宅地建物取引士 法令上の制限 択一式(初級) 第108問〜第110問|盛土規制法・土地区画整理法

重要度:B 論点:施行中区域の重複施行

問108:現に土地区画整理事業が施行されている区域で、別の者が新たに土地区画整理事業を施行する場合に関する次の記述のうち、正しいものはどれか。

  • A:現に施行している施行者の同意を得れば、他の者が同じ区域について土地区画整理事業を施行できる。
  • B:区域内の宅地所有者の過半数が同意すれば、現施行者の同意は不要である。
  • C:現に事業が施行されている区域では、現施行者が同意しても、他の者による施行は一切認められない。
【第108問:正解と解説】

正解:A
【解説】
・A:正しい。現施行者の同意を得た場合には、施行中区域で他の者が事業を施行することができる。
・B:誤り。宅地所有者の過半数同意だけでは足りず、現施行者の同意が必要である。
・C:誤り。現施行者の同意があれば、重複施行が認められる余地がある。


重要度:B 論点:組合施行の仮換地指定と審議会

問109:土地区画整理組合が仮換地を指定する場合に関する次の記述のうち、正しいものはどれか。

  • A:組合は、仮換地を指定する前に、必ず土地区画整理審議会の同意を得なければならない。
  • B:組合施行の事業でも、土地区画整理審議会を必ず設置しなければならない。
  • C:組合施行の仮換地指定について、土地区画整理審議会の同意を得る必要はない。土地区画整理審議会は、主として地方公共団体等が施行する事業で設置される機関である。
【第109問:正解と解説】

正解:C
【解説】
・A:誤り。組合施行の仮換地指定には、土地区画整理審議会の同意は要求されない。
・B:誤り。組合施行で土地区画整理審議会を必ず設置する制度ではない。
・C:正しい。組合と土地区画整理審議会の関係を混同しないことが重要である。


重要度:B 論点:換地処分後の登記制限

問110:土地区画整理事業の施行地区内の土地・建物に関する登記制限について、正しいものはどれか。

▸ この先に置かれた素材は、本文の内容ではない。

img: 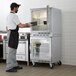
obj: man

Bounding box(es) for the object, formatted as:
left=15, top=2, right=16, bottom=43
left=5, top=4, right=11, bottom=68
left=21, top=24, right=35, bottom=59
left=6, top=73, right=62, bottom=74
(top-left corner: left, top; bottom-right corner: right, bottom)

  • A:仮換地が指定された日後は、換地処分の公告前であっても、施行地区内の土地・建物について一切の登記ができない。
  • B:換地処分の公告があった日後、事業の施行による土地・建物の変動に係る登記がされるまでの間は、原則として他の登記をすることができない。ただし、確定日付のある書類により公告前に登記原因が生じたことを証明した場合は例外となる。
  • C:換地処分後の登記制限は、事業の施行による変動登記が完了した後も永久に継続する。
【第110問:正解と解説】

正解:B
【解説】
・A:誤り。登記制限が開始するのは仮換地指定後ではなく、換地処分の公告があった日後である。
・B:正しい。換地処分による登記記録の整理を優先するための一時的な登記制限である。
・C:誤り。事業による変動登記がされた後は、この一時的な登記制限は終了する。